Wednesday, April 29, 2020

Palm Sunday

I went to a theologically liberal seminary. Early on in my time there I was part of a conversation in which I raised the atoning work of Christ. An older fellow, whom I did not know, chimed in with, “Well, that all depends on what you mean by atonement.” I was taken aback. I was unaware that that was a question. From my reading, the Bible seemed pretty clear as to what is meant by atonement. That conversation comes back to me when I consider Palm Sunday. 

Entering Jerusalem, Jesus is approaching the culmination of his earthly ministry. From the moment he was conceived in the womb of the virgin, this week has been the goal. He was given the name Jesus and his name defined his mission, and his mission’s denouement is upon him. With ‘eyes wide open’ he moves toward the holy city, self-aware of who he is and what he has been sent to do. It is love incarnate. To make it anything less by recasting Jesus passion as something other than a wrath-bearing, substitutionary sacrifice, is to drain it of all significance.
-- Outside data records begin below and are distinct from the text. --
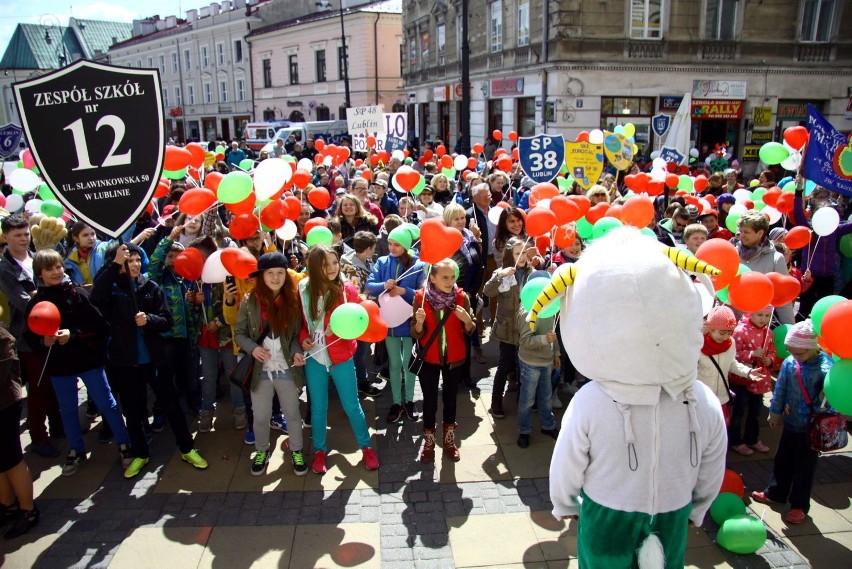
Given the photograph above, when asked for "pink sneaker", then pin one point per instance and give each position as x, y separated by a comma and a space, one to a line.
743, 449
371, 461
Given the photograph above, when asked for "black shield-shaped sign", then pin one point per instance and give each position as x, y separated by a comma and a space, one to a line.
10, 138
96, 133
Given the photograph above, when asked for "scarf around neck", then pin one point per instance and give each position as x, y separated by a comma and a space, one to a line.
712, 348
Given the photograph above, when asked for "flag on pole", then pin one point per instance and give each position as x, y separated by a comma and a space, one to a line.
828, 161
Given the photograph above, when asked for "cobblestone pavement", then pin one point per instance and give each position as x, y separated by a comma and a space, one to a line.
490, 509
Palm Sunday is no longer a deliberate act of grace by God in the flesh, but a misguided display of self-importance by a woefully deceived cipher of a man. The fellow at the seminary who suggested that atonement could be redefined fulfilled the hopes of plotting Jews: that Jesus would be discovered to be just another loser with visions of grandeur (see Acts 5:33-38).

But as Jesus repeatedly warned, and the gospel accounts clearly record, his passion, undertaken as the promised redeemer, was designed to meet the need of those he came to save. His central role in procuring that salvation is fully attested in the events of Palm Sunday: his symbolic mount connects him to the prophesied king of peace: the accolades of the crowd are received by him as fitting praise; the spiritual blindness of Jerusalem will result in its destruction. Even the evil of those who seek to destroy him plays into the eternal plan of God. 

Our King of peace has come, “righteous and having salvation is he, humble and mounted on a donkey, on a colt, the foal of a donkey.” (Zechariah 9:9) And to “all who did receive him, who believed in his name, he gave the right to become children of God, who were born, not of blood nor of the will of the flesh nor of the will of man, but of God.” (John 1:12-13)

Jesus came to save sinners, and it is sinners that he saves.